Thuis zaten ze allemaal in de kelder. Het dak werd op een gegeven moment getroffen door een granaat. De beschietingen werden zo heftig dat we moesten uitwijken naar de boerderij van buurman Hans. Ook bij hem hebben wij in de kelder gezeten, samen met vele anderen. Toen de Duitsers kwamen eisten ze dat ik met een witte vlag naar buiten zou komen. Dat deed ik en stond daarbij aan de ingang van de bunker. Ik stond er nog maar net toen er voor mijn ogen een Duitse soldaat werd doodgeschoten. Die werd door anderen naar binnen getrokken en in de bunker op een bank gelegd.
Mijn oom en tante zaten bij buurman Reintjes in huis, die hadden een paar kamers. Dat was noaberplicht, zeiden ze toen. Uiteindelijk werd er een noodwoning gebouwd, dat is de tegenwoordige Moezeköttel. Daar hebben mijn oom en tante vervolgens in gewoond. De oude boerderij is niet herbouwd. In 1953 moest ik verplicht in militaire dienst
Na mijn diensttijd heb ik een aantal jaren als stukadoor gewerkt. Tot een paar agenten mij op het idee brachten bij de politie te solliciteren. Ik ging aan de Velperweg in Arnhem mijn opleiding doen en kwam uiteindelijk in Limburg terecht. Al die jaren daarna heb ik bij de politie gewerkt.

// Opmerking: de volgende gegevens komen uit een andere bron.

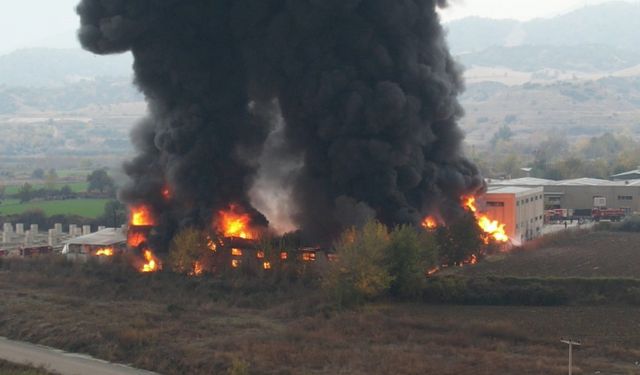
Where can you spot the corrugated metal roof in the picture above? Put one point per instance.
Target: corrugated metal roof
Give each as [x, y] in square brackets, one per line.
[525, 181]
[514, 190]
[629, 173]
[533, 182]
[105, 237]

Toen ik enkele jaren geleden een paar foto's van de Moezeköttel aan het maken was, werd ik aangesproken door iemand die zei: “Hé meneer, weet u wel dat hier in dat ding mensen hebben gewoond?" Ik zei toen: "Ja, Hein Bockting, dat weet ik. Ik was er een van.”
Voor ‘Een nieuwe tijd! Wederopbouw in de Achterhoek’ vertellen (oud)-inwoners over opgroeien, werken en wonen in de Achterhoek in de periode 1940-1965. Dit verhaal over de heer Augustus Johannes Roes is geschreven door Kees Huntink, op basis van een oral history interview afgenomen door Gert en Nico Snelting in september 2019.